The beastmaster packed for the long journey – provisions for both human and akergryph, the various weapons, sheaths, and belts that made them feel like they were in a weird RPG, healing potions that would never be forgotten again, the guild request to guide the way to the pick-up point.
Ah, and a waterskin. The suffering that led to Hallvar meticulously checking the waterskin was slightly less traumatizing than spilling their guts, but dehydration was no joke.
Hallvar was grateful that although heated water was still a public utility only, there was still running water in the house for easy access. They cleaned off and filled up their waterskin, resolving to do some leather care for their belongings when they returned from the trip.
On the windowsill behind the sink, the gastropod shell sat in the sun. A trinket on display instead of locked away like a precious jewel.
Hallvar smiled.
They were up earlier than Stella, closer to the sunrise than normal as the adventurer wanted to have plenty of time to travel.
The pick-up was with a parcel company, ye olde mail carrier; Hallvar trusted that it would be open exceptionally early.
Maybe it was an irrational sentiment from their home world but any planar, intergalactic, cross-timeline mail carrier felt like it was obligated to have regular, early hours and consistency.
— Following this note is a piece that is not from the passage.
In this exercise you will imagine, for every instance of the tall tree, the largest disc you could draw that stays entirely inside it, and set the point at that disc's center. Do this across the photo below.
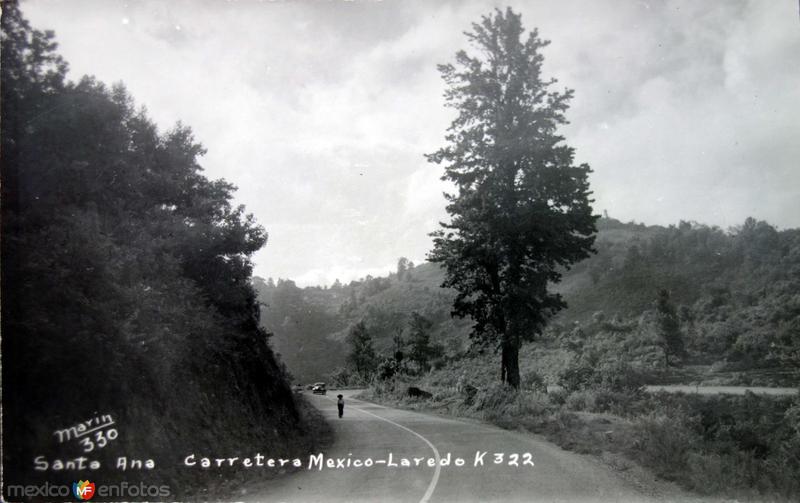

That was the name of the game.
The pick-up took a little longer than Hallvar thought was necessary, as the parcel was a very important heirloom whose ownership was transferring from in-capital nobility to nobility who retired to a beautiful mansion in the foothills, blah blah blah.
Hallvar didn’t know exactly what was contained in the small parcel – fully wrapped in several layers, with at least one wax seal that the hero could feel – but it was emphasized and re-emphasized that it should not be let out of their sight as it was precious.
They waited until they were out of the capital and into the forest before adjusting the parcel, ensuring that the leather straps were affixed and flightworthy.
Stella was right; it was an easy request for the beastshaper to fulfill.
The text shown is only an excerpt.